Re: wget ftp url syntax is wrong

2001-02-28 Thread Jan Prikryl

> > By the way, neither "//" nor "/%2F" works in 1.7-dev.  Perhaps we
> > broke that when we fixed the problem where recursive FTP 'wget's
> > assumed that logging in always put you in '/'?
> 
> I believe some of Jan's changes broke it.  Also, the standard idiom:
> 
> wget -r ftp://username:password@host//path/to/home/something
> 
> no longer works.

Aargh. I will have a look at it.

-- jan 




Re: wget ftp url syntax is wrong

2001-02-28 Thread Hrvoje Niksic

"Dan Harkless" <[EMAIL PROTECTED]> writes:

> By the way, neither "//" nor "/%2F" works in 1.7-dev.  Perhaps we
> broke that when we fixed the problem where recursive FTP 'wget's
> assumed that logging in always put you in '/'?

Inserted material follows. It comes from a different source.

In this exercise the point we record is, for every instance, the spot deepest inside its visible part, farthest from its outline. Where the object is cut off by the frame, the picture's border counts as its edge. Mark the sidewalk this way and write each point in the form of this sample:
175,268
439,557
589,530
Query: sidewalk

I believe some of Jan's changes broke it.  Also, the standard idiom:

wget -r ftp://username:password@host//path/to/home/something

no longer works.



Re: wget ftp url syntax is wrong

2001-02-27 Thread Jamie Zawinski

Dan Harkless wrote:
> 
> It's my experience that very few anonymous FTP servers put you in a
> directory other than '/' (it certainly may be a chroot()ed '/'),

ftp.redhat.com puts you in /pub by default (as user "anonymous".)

I haven't checked, but I'd say it's a safe bet that this is what the
ftpd that comes with Red Hat Linux does by default.

-- 
Jamie Zawinski
[EMAIL PROTECTED] http://www.jwz.org/
[EMAIL PROTECTED]   http://www.dnalounge.com/



Re: wget ftp url syntax is wrong

2001-02-27 Thread Dan Harkless


Hrvoje Niksic <[EMAIL PROTECTED]> writes:
> Jamie Zawinski <[EMAIL PROTECTED]> writes:
> > Netscape can retrieve this URL:
> > 
> >   ftp://ftp.redhat.com/pub/redhat/updates/7.0/i386/apache-devel-1.3.14-3.i386.rpm
> > 
> > wget cannot.   wget wants it to be:
> > 
> >   ftp://ftp.redhat.com//pub/redhat/updates/7.0/i386/apache-devel-1.3.14-3.i386.rpm
> > 
> > I believe the Netscape behavior is right and the wget behavior is
> > wrong.
> 
> Wget behavior is based on what was specified in rfc1738 at the time I
> was writing the code.  rfc1738 does require %2F to be used instead of
> the slash immediately preceding "pub", but I considered the
> distinction to be purely academic and made Wget accept both.  (I have
> yet to see a purpose for CWD-ing into an empty directory.)

By the way, neither "//" nor "/%2F" works in 1.7-dev.  Perhaps we broke that
when we fixed the problem where recursive FTP 'wget's assumed that logging
in always put you in '/'?

---
Dan Harkless| To help prevent SPAM contamination,
GNU Wget co-maintainer  | please do not mention this email
http://sunsite.dk/wget/ | address in Usenet posts -- thank you.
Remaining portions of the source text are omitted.